La de rojo y la de azul. Que bien hacen de gaznápiras en la presentación con la patata y los vasos. Todas risueñas, felices, despreocupadas. Con esa frescura propia de las veinteañeras que alargan la pavería de la adolescencia, y aunque ya no les huele a agua de rosas, aún no desprende el tufillo a pescado. Ay, que tontas y que bonitas, tan inalcanzables para un humilde forero, tan deseadas como insufribles.
La de rojo no es que sea una belleza pero es atractiva, la otra no, la otra es normalilla, casi feucha. Y que patas, rectas como columnas romanas, tiene la de rojo, y que cinturita tan rica, perfecta a mi parecer. Y la de azul, con esa apertura de patas que remata en una cintura diminuta, esas caderas toas abiertas, esa pelvis que despierta el instinto primitivo del macho para que la fecunde. Ambas, sin tetas, las cosas como son. Pero aún son jóvenes y seguro que después de preñarlas desarrollan buenas ubres para amamantar. Sí.

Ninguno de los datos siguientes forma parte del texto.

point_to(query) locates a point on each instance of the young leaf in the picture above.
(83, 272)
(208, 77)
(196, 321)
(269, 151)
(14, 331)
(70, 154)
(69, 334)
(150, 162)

Me gustaría, no, me gustaría no, desearía verlas por un agujerito cuando están en el cuarto de baño de sus casas, en la más absoluta intimidad, depilándose sus chochitos para purificarlos del sucio e impúdico vello que las hace ser mayores. Me gustaría observarlas cómo se rasuran, como devuelven la fachada de virginidad a sus chochos y se desprenden de esos pelos negros, gruesos y rizados que solo sirven para abultarles la entrepierna cuando se ponen ropita ajusta, o para retener las gotas de pis o sangre. Ellas son puras, se blanquean los dientes, se echan mascarilla en el pelo, se hacen la mani y pedicura, se untan el cuello y el interior de las muñecas con perfume, no ventosean con ruido. Qué dos flores, ya granadas, pero aún no marchitas. En plenitud, mostrando toda su fragancia, todo su potencial. Las amo, a ambas. Putas.